Sontag doesn't seem to understand that there is something called the Constitution of the United States. It mandates that the people of the United States get to pick their government. The Constitution is indeed a limit on the government's power. If and when the people of this country decide that they do not want their government to prosecute a war on terrorism, they will have every right to change their leaders. This fear of untrammeled American power is a paranoid fantasy. America has been the most reluctant and benign hegemon in world history.
The American suspicion of foreign "entanglements" is very old. But this administration has taken the radical position that all international treaties are potentially inimical to the interests of the United States -- since by signing a treaty on anything (whether environmental issues or the conduct of war and the treatment of prisoners) the United States is binding itself to obey conventions that might one day be invoked to limit America's freedom of action to do whatever the government thinks is in the country's interests. Indeed, that's what a treaty is: it limits the right of its signatories to complete freedom of action on the subject of the treaty. Up to now, it has not been the avowed position of any respectable nation-state that this is a reason for eschewing treaties.
It is by no means a new doctrine that nation-states can decide not to engage in treaties that they believe violate their own national self-interest. When such treaties could mean foreign powers trying American soldiers in courts run by Libyans, it is not exactly revolutionary to refrain from signing such agreements. As for Kyoto, Sontag seems to be unaware that it was never ratified by the Senate. We can't abrogate a treaty we never ratified.
Describing America's new foreign policy as actions undertaken in wartime is a powerful disincentive to having a mainstream debate about what is actually happening. This reluctance to ask questions was already apparent in the immediate aftermath of the attacks last Sept. 11. Those who objected to the jihad language used by the American government (good versus evil, civilization versus barbarism) were accused of condoning the attacks, or at least the legitimacy of the grievances behind the attacks.
Here we go again. Poor Sontag. No "mainstream debate." Just dozens of speeches, endless talk-shows, countless Op-Eds, blogs, and the New York Times turning itself into an 18th century factional broadsheet. Her real gripe is that people actually dared to criticize her monstrous callousness when she found reason to criticize America in the hours after the horror of 9/11. Her punishment? Being given the prime Op-Ed space in America a year later. Notice also that she describes the distinction between civilization and barbarism as "jihad language." When Islamist fanatics foment hatred of Jews, it's their culture. When America defends itself, it's "jihad."

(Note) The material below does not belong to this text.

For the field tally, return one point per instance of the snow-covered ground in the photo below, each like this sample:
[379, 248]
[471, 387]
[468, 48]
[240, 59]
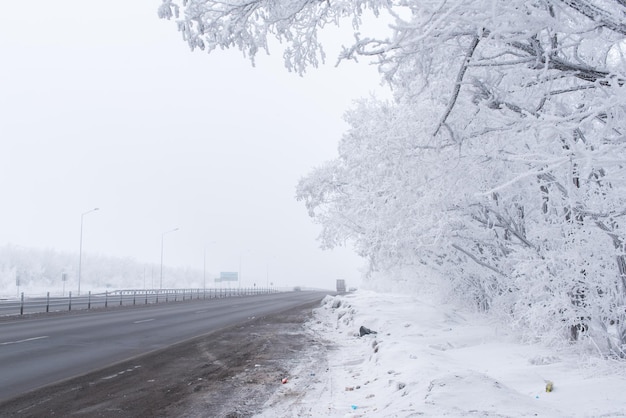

Under the slogan United We Stand, the call to reflectiveness was equated with dissent, dissent with lack of patriotism. The indignation suited those who have taken charge of the Bush administration's foreign policy. The aversion to debate among the principal figures in the two parties continues to be apparent in the run-up to the commemorative ceremonies on the anniversary of the attacks -- ceremonies that are viewed as part of the continuing affirmation of American solidarity against the enemy. The comparison between Sept. 11, 2001, and Dec. 7, 1941, has never been far from mind. Once again, America was the object of a lethal surprise attack that cost many -- in this case, civilian -- lives, more than the number of soldiers and sailors who died at Pearl Harbor. However, I doubt that great commemorative ceremonies were felt to be needed to keep up morale and unite the country on Dec. 7, 1942. That was a real war, and one year later it was very much still going on.
This is a phantom war and therefore in need of an anniversary.
Does she really believe that the 3,000 victims of 9/11 are "phantoms"? Does she really believe that wanting to remember and recall them in an anniversary is entirely designed to foment war talk? As for her precedents, the Second World War was full of far more emphatic rallying cries, blatant propaganda and constant war speeches to keep up morale and rally the troops and the country throughout the years of conflict. When Churchill repeatedly commemorated and invoked Dunkirk during the Second World War, was he really doing so for "phantom" reasons -- or did he realize that every democracy at war needs to be rallied, supported and cajoled into vigilance?